Which closed orientable $4$-dimensional manifolds cannot be embedded in $6$-space?
This is true if and only if $X^4$ is spin and its signature vanishes. This is on p. 345 in Gompf/Stipsicz (4-manifolds and Kirby calculus), who cite Ruberman: Imbedding four-manifold and slicing links, 1982.
EDIT Of course I mean that $X^4$ CAN be embedded in 6-dimensional space iff the conditions are met.
$\mathbb{CP}^2$ does not even immerse in $\mathbb{R}^6$. Proof: If such an immersion exists, then the normal Euler class has the property, that its square is the normal Pontrjagin class, and that is $-3$ times the signature (when evaluated on the fundamental homology class). But in $H^2(\mathbb{CP}^2)$ there is no such a class $x$, for which $x^2$ evaluated on the fundamental class is $-3$. QED.

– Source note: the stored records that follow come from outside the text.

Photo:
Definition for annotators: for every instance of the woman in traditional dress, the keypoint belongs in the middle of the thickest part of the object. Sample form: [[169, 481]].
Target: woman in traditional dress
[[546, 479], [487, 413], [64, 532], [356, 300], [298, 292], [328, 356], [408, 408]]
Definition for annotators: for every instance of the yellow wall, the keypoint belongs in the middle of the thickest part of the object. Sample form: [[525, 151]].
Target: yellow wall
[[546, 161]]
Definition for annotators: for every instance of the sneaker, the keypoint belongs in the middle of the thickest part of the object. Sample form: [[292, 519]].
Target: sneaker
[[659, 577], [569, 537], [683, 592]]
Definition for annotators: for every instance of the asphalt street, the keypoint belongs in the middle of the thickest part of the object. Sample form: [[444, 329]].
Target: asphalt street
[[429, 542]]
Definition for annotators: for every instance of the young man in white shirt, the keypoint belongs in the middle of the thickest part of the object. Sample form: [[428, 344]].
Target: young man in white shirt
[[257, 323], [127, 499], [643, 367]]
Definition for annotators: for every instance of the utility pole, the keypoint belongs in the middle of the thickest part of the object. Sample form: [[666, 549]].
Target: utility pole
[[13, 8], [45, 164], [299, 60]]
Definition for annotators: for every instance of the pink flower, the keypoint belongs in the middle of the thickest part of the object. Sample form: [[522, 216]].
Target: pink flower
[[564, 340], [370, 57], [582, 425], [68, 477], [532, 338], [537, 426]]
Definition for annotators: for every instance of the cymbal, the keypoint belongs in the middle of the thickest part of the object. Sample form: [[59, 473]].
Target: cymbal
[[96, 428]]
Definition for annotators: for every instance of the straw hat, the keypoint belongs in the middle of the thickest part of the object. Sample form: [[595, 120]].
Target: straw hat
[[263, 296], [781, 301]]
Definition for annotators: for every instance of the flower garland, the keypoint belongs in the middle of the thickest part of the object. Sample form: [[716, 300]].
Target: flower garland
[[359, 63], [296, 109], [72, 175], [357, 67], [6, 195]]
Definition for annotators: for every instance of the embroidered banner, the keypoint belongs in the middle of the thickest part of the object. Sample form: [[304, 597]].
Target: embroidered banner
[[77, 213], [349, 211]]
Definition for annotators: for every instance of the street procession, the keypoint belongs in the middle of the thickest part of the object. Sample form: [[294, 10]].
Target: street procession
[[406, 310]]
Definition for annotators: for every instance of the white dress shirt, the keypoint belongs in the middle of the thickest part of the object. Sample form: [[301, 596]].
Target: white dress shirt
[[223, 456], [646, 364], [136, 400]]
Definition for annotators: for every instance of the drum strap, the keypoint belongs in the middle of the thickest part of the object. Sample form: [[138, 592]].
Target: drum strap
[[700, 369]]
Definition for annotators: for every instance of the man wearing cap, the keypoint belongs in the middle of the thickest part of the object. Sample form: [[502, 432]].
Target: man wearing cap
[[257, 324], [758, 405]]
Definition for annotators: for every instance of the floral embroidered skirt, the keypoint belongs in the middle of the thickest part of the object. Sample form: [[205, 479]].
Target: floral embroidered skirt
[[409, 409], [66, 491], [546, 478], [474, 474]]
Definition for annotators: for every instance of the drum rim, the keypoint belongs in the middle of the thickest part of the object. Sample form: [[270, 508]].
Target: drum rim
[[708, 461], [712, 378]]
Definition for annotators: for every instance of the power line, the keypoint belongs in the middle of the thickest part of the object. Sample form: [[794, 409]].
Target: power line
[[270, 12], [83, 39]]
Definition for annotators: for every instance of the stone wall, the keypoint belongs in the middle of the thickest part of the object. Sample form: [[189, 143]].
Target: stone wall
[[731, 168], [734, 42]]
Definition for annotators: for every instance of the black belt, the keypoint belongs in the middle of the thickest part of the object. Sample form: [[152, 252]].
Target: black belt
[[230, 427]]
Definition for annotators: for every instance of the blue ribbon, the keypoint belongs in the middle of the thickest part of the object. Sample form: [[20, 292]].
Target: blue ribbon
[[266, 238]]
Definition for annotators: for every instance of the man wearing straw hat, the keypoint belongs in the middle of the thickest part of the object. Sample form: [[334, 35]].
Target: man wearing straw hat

Moreover the following theorem is true (It is essentially due to Hughs) Theorem: In the 4-dimensional oriented cobordism group $\Omega_4 \cong \mathbb{Z}$ precisely the even elements contain a manifold that admits an immersion into $\mathbb{R}^6$.
About embeddings: The conditions (the manifold must be spin and have zero signature) are clearly necessary: An embedded manifold in a Euclidean space has zero normal Euler class. Hence in the present case both $p_1$ and $w_2$ are zero. The opposite is non-trivial, it is the content of Ruberman's paper mentioned above.
$\mathbb{C}P^2$ does not embed in $\mathbb{R}^6$. See
Feder, S.; Segal, D. M. Immersions and embeddings of projective spaces, Proc. Amer. Math. Soc. 35 (1972), 590–592.